Hybrid solar-driven hydrogen generation by sorption enhanced–chemical looping and hydrocarbon reforming coupled with carbon capture and Rankine cycle

Hydrogen (H2) production from fossil fuels using Hydrocarbon Reforming Methods (HRM) accounts for nearly 95% of Global H2 production. Unlike hybrid CL-SR systems, the Integrated Solar-Driven Sorption Enhanced–Chemical Looping of Hydrocarbon Reforming (SE-CL-HR) utilises solar thermal energy from the CSP system to drive the endothermic decomposition of feedstocks. Furthermore, the simulated hybrid systems utilise recovered heat to generate electricity, reuse of by-product CO2 for more syngas production and CO2 capture by a reaction of CaO to form CaCO3. This work focused on modelling and simulating hybrid CSP systems and SE-CL-HR plants with HTF output temperatures between 750 - 1050°C. In this study, SAM and MATLAB are used to develop the CSP system. While the CSP result saved in the MATLAB workspace gets exported to Simulink to feed SE-CL-SMR, SE-CL-POX and SE-CL-ATR Aspen plus models.
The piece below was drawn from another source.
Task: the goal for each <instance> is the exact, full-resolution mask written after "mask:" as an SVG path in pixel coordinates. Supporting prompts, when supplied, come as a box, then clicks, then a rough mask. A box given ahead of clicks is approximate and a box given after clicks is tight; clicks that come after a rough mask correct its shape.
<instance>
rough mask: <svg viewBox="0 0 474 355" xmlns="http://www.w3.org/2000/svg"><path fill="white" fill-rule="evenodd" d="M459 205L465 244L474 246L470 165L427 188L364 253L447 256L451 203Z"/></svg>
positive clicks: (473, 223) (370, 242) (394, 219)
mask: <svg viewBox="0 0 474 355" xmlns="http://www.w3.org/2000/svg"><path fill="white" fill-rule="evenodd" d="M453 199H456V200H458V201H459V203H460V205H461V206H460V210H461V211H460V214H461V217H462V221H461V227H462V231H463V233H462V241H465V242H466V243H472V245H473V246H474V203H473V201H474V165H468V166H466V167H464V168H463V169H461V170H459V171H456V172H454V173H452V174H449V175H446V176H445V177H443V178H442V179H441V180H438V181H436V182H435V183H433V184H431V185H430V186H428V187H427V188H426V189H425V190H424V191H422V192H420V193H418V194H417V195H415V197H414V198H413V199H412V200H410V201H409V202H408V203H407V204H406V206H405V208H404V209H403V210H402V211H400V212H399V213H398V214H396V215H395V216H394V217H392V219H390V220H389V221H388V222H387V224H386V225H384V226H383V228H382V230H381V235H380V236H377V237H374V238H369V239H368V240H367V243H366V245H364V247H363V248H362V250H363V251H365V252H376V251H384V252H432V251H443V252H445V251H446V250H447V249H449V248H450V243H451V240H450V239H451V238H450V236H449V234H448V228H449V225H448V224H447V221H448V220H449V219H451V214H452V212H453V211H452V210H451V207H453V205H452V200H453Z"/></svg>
The integrated system is fed with CH4 as the working fluid of the solar furnace. Stoichiometric and Gibbs free-energy minimisation were employed to investigate the effect of operating parameters. The output of the integrated system shows ≥ 9.5% exergy efficiency in comparison to conventional HRM. In addition, CO2 capture by CaO and high-pH water (Ca, Mg, Na+, O2, OH- and Cl-) to produce CaCO3, MgCO3, and other valuable products were also investigated in a process simulation. The research results revealed that for 8.1 tons/hr of CH4 and 277.1 tons/hr of H2O (steam) flowrates, 62 tons/hr of H2 can be generated and 338.5 tons/hr of CO2 emission can be reused and captured by the adoption of these new innovative technologies.